Kamis, 18 Mei 2023 | 06:51 WIB
0
227
Rorinda, Di Manakah Kau Berada (2)
Ilustrasi Jokowi-JK (Foto: facebook.com)

Menandai Jokowi emosional, sangat mudah. Apakah pidatonya kalem? Ada bau-bau humor, nyindir sana-sini, bercanda? Atau dengan nada tinggi? Dengan suara terpekik-pekik, saking tak biasanya bernada tinggi, karena desakan detak jantung? 

Pidato di depan Musra beberapa hari lalu, menjelaskan kegeraman Jokowi. Bahwa proposalnya tentang Indonesia ke depan, tidak segera bisa dipahami bersama. Bagaimana situasi global sedang tidak mudah. Bonus demografi dan tujuan Indonesia 2045 bisa menguap, sekiranya kita tak mampu menjaga stabilitas politik. 

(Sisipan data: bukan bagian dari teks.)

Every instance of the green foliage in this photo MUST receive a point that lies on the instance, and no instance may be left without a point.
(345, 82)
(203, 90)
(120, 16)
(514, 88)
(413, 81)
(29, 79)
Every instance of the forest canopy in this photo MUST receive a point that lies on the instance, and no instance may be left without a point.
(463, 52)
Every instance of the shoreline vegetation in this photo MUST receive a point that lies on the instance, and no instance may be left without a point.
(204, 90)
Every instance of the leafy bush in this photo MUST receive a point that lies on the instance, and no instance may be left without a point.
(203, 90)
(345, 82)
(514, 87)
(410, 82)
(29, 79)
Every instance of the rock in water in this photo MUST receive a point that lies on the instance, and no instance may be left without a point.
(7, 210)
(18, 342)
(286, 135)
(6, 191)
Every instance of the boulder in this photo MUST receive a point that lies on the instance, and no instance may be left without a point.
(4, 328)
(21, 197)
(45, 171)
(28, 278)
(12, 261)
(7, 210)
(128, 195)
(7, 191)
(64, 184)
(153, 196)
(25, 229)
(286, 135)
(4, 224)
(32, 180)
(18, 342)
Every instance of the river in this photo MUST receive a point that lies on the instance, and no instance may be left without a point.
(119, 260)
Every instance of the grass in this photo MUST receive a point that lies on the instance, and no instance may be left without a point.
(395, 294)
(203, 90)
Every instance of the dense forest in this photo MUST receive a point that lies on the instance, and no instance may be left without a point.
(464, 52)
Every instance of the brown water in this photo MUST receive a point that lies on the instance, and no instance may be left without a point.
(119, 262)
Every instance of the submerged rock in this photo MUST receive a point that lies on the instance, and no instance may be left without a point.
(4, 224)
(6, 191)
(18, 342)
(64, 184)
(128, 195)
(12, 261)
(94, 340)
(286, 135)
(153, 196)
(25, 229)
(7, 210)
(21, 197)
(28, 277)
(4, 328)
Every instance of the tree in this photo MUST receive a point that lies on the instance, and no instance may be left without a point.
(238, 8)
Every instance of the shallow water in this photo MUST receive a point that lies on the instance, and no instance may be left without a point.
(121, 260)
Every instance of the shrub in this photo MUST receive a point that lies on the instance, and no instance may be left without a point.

Sementara proses transisi nilai-nilai lama warisan Orde Baru Soeharto ke nilai-nilai baru yang dibawa Jokowi, bukan perjalanan yang mudah. Akan sangat tergantung besar-kecil yang sudi meninggalkan comfortable zone. Sementara dalam ideologi pragmatisme Orde Baru, apapun gerakannya, jika tak memberi kemanfaatan pada dirinya akan cenderung ditolak. Apalagi merugikan. 

Reformasi 1998 setidaknya butuh waktu 15 tahun lebih, untuk memperlihatkan ufuknya, dengan terpilih Jokowi sebagai Presiden pada Pilpres 2014. Waktu itu, sistem pemilihan presiden telah tiga kali dilaksanakan (2004, 2009, 2014). 

Dikatakan ufuk, dengan indikator tingkat partisipasi dan antusiasme rakyat. Munculnya Jokowi bersamaan dengan munculnya istilah ‘relawan politik’. Karena pada waktu itu, sosok yang muncul benar-benar dari bawah. Dengan track record jelas. Ketika sistem pengkaderan, atau rekrutmen kepemimpinan sipil belum jalan di partai politik, Jokowi muncul. Sebagai sosok pejabat publik yang populer karena performance dan kinerjanya. Ia warna baru. Berbeda dengan prototype yang ada selama itu. Ia harapan baru. 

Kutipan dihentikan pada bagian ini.